Bayati Armin, Ayoubi Riham, Aguila Adriana, Zorca Cornelia E, Deyab Ghislaine, Han Chanshuai, Recinto Sherilyn Junelle, Nguyen-Renou Emmanuelle, Rocha Cecilia, Maussion Gilles, Luo Wen, Shlaifer Irina, Banks Emily, McDowell Ian, Del Cid Pellitero Esther, Ding Xue Er, Sharif Behrang, Séguéla Philippe, Yaqubi Moein, Chen Carol X-Q, You Zhipeng, Abdian Narges, McBride Heidi M, Fon Edward A, Stratton Jo Anne, Durcan Thomas M, Nahirney Patrick C, McPherson Peter S
Department of Neurology and Neurosurgery, Montreal Neurological Institute, McGill University, Montreal, QC, Canada.

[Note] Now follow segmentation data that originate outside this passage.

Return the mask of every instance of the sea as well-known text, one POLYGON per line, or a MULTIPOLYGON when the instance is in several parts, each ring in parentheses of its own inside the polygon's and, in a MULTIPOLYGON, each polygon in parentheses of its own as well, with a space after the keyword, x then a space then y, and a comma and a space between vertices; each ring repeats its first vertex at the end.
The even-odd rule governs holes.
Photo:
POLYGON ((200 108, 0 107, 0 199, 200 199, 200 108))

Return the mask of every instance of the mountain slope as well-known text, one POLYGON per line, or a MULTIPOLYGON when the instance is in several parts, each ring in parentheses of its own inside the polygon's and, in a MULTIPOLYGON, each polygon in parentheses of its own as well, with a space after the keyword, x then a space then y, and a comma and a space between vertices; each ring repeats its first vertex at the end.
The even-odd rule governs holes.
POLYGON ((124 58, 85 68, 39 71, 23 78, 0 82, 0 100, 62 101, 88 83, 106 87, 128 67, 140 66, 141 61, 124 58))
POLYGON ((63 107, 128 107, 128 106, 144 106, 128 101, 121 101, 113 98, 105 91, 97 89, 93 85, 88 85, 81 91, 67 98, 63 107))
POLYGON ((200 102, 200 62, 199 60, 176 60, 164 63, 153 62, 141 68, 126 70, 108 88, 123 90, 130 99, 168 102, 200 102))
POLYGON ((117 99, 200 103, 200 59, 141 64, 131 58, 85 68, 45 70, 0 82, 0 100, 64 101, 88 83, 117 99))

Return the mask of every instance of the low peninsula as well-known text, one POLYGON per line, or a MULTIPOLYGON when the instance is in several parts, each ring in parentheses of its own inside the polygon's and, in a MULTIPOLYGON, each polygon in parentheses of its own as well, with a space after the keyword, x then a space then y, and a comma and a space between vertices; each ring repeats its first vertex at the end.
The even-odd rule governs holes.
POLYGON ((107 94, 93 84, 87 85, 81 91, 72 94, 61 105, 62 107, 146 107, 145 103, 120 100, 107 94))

The Neuro's Early Drug Discovery Unit (EDDU), McGill University, Montreal, QC, Canada.
Nat Neurosci. 2024 Dec;27(12):2401-2416. doi: 10.1038/s41593-024-01775-4. Epub 2024 Oct 8.
Lewy bodies (LBs), α-synuclein-enriched intracellular inclusions, are a hallmark of Parkinson's disease (PD) pathology, yet a cellular model for LB formation remains elusive. Recent evidence indicates that immune dysfunction may contribute to the development of PD. In this study, we found that induced pluripotent stem cell (iPSC)-derived human dopaminergic (DA) neurons form LB-like inclusions after treatment with α-synuclein preformed fibrils (PFFs) but only when coupled to a model of immune challenge (interferon-γ or interleukin-1β treatment) or when co-cultured with activated microglia-like cells. Exposure to interferon-γ impairs lysosome function in DA neurons, contributing to LB formation. The knockdown of LAMP2 or the knockout of GBA in conjunction with PFF administration is sufficient for inclusion formation. Finally, we observed that the LB-like inclusions in iPSC-derived DA neurons are membrane bound, suggesting that they are not limited to the cytoplasmic compartment but may be formed due to dysfunctions in autophagy. Together, these data indicate that immune-triggered lysosomal dysfunction may contribute to the development of PD pathology.
路易小体(LBs)是富含α-突触核蛋白的细胞内包涵体,是帕金森病(PD)病理的一个标志,但路易小体形成的细胞模型仍然难以捉摸。最近的证据表明,免疫功能障碍可能促成帕金森病的发展。在本研究中,我们发现,用α-突触核蛋白原纤维(PFFs)处理后,诱导多能干细胞(iPSC)衍生的人多巴胺能(DA)神经元会形成类似路易小体的包涵体,但只有在与免疫挑战模型(干扰素-γ或白细胞介素-1β处理)结合时,或与活化的小胶质细胞样细胞共培养时才会出现这种情况。暴露于干扰素-γ会损害多巴胺能神经元中的溶酶体功能,从而促成路易小体的形成。在给予PFF的同时敲低LAMP2或敲除GBA足以形成包涵体。最后,我们观察到iPSC衍生的多巴胺能神经元中的类似路易小体的包涵体是膜结合的,这表明它们不限于细胞质区室,可能是由于自噬功能障碍而形成的。总之,这些数据表明,免疫触发的溶酶体功能障碍可能促成帕金森病病理的发展。